2014-05-09 10:47:40 4845 [Note] Event Scheduler: Loaded 2 events
2014-05-09 10:47:40 4845 [Note] /usr/sbin/mysqld: ready for connections.
Version: '5.6.17-0ubuntu0.14.04.1-log'  socket: '/var/run/mysqld/mysqld.sock'  port: 3306  (Ubuntu)
2014-05-09 10:54:32 7f7408d2b700 InnoDB: Buffer pool(s) load completed at 140509 10:54:32
2014-05-09 10:58:17 4845 [ERROR] Slave SQL: Slave failed to initialize relay log info structure from the repository, Error_code: 1872

seeing this on 5.7.14 when i stop slave and start slave again.

mysql> stop slave;
Query OK, 0 rows affected (0.00 sec)

mysql> start slave;
ERROR 1201 (HY000): Could not initialize master info structure; more error messages can be found in the MySQL error log

Error log contains:
-----
[Note] Slave I/O thread exiting for channel '', read up to log 'i7-bin.000001', position 51698390
[Note] Slave: MTS group recovery relay log info based on Worker-Id 0, group_relay_log_name .\thei7-relay.000007, group_relay_log_pos 258564868 group_master_log_name i7-bin.000001, group_master_log_pos 273638888
[ERROR] Error looking for file after .\thei7-relay.000009.

Hi,
I can reproduce this "partially", using parallel workers and crashed myisam tables but
 - I can see errors
 - the tables actually are crashed

I'm not sure why would that be a bug.

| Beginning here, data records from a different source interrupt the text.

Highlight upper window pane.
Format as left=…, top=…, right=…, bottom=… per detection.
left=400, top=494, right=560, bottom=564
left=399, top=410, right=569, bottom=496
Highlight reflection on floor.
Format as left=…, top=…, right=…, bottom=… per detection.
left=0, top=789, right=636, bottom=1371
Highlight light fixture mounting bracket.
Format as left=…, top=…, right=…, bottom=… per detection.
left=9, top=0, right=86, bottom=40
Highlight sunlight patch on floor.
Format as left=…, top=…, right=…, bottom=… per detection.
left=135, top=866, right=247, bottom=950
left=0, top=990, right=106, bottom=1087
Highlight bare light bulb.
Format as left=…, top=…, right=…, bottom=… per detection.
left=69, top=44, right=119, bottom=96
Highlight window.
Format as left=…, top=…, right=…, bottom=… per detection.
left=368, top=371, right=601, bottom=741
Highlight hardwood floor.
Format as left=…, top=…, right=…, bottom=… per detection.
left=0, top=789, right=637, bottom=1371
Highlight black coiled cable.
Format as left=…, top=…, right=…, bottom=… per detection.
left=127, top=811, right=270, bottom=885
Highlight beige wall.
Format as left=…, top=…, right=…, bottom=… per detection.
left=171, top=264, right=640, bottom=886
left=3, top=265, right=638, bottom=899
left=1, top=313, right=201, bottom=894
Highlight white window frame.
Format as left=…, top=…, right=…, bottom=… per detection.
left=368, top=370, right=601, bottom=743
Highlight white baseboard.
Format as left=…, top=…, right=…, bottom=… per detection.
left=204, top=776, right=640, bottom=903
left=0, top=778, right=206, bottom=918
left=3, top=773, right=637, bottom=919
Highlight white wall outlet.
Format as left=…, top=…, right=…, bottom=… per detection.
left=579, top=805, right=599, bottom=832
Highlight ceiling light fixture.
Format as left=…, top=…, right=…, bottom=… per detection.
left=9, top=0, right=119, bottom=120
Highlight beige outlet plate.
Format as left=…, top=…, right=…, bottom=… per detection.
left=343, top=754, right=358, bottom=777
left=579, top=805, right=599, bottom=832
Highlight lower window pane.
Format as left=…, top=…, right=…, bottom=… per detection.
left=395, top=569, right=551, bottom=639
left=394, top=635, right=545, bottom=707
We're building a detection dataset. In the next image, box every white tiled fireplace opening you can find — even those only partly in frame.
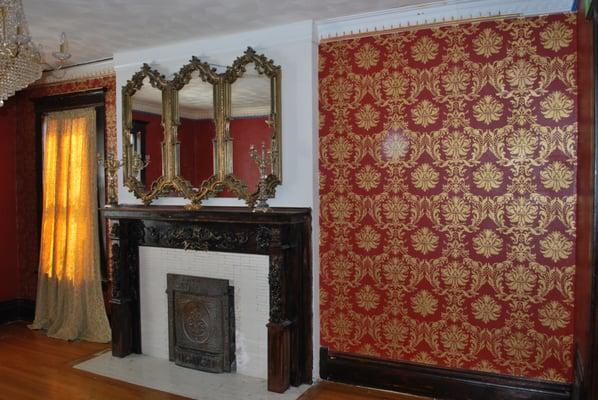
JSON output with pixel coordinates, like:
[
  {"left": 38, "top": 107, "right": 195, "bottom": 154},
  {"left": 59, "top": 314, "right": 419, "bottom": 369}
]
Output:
[{"left": 139, "top": 246, "right": 270, "bottom": 379}]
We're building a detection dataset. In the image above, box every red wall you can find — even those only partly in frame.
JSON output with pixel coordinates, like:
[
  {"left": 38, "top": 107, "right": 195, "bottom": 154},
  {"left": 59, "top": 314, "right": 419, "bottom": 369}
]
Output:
[
  {"left": 179, "top": 118, "right": 197, "bottom": 185},
  {"left": 231, "top": 117, "right": 273, "bottom": 193},
  {"left": 136, "top": 114, "right": 217, "bottom": 187},
  {"left": 320, "top": 13, "right": 577, "bottom": 382},
  {"left": 177, "top": 117, "right": 216, "bottom": 187},
  {"left": 183, "top": 118, "right": 215, "bottom": 186},
  {"left": 132, "top": 111, "right": 163, "bottom": 188},
  {"left": 0, "top": 98, "right": 19, "bottom": 301},
  {"left": 141, "top": 115, "right": 269, "bottom": 193}
]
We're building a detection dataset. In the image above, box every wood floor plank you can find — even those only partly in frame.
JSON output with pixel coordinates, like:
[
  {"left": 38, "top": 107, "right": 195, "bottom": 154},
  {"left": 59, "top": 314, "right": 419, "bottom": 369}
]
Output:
[
  {"left": 0, "top": 322, "right": 432, "bottom": 400},
  {"left": 0, "top": 322, "right": 188, "bottom": 400}
]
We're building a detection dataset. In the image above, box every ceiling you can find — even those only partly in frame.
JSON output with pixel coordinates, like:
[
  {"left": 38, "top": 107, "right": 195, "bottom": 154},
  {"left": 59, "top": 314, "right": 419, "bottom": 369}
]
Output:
[
  {"left": 23, "top": 0, "right": 443, "bottom": 66},
  {"left": 133, "top": 68, "right": 272, "bottom": 119}
]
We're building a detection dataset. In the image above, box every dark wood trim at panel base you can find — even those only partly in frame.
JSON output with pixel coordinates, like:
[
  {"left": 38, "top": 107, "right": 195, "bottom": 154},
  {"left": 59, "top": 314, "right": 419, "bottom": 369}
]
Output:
[
  {"left": 0, "top": 299, "right": 35, "bottom": 324},
  {"left": 320, "top": 347, "right": 571, "bottom": 400},
  {"left": 573, "top": 347, "right": 583, "bottom": 400}
]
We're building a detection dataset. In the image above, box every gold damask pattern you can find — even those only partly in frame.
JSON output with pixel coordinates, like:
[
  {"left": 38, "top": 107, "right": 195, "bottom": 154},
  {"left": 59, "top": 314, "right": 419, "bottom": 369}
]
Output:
[{"left": 319, "top": 14, "right": 577, "bottom": 382}]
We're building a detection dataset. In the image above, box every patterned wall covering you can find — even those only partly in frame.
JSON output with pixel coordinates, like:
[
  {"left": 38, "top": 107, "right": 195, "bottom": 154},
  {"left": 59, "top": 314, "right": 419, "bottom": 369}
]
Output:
[
  {"left": 15, "top": 75, "right": 116, "bottom": 299},
  {"left": 319, "top": 14, "right": 577, "bottom": 382}
]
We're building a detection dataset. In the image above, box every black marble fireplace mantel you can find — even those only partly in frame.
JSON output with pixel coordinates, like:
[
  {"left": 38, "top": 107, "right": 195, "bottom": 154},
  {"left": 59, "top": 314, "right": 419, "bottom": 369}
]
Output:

Initially you state it "silently" stopped replication but I can see errors (5.7) and myisam is not very "safe" tbh in the first place. With innodb I can't reproduce and I can't reproduce scenario when nothing is in the logs.

all best
Bogdan

No feedback was provided for this bug for over a month, so it is
being suspended automatically. If you are able to provide the
information that was originally requested, please do so and change
the status of the bug back to "Open".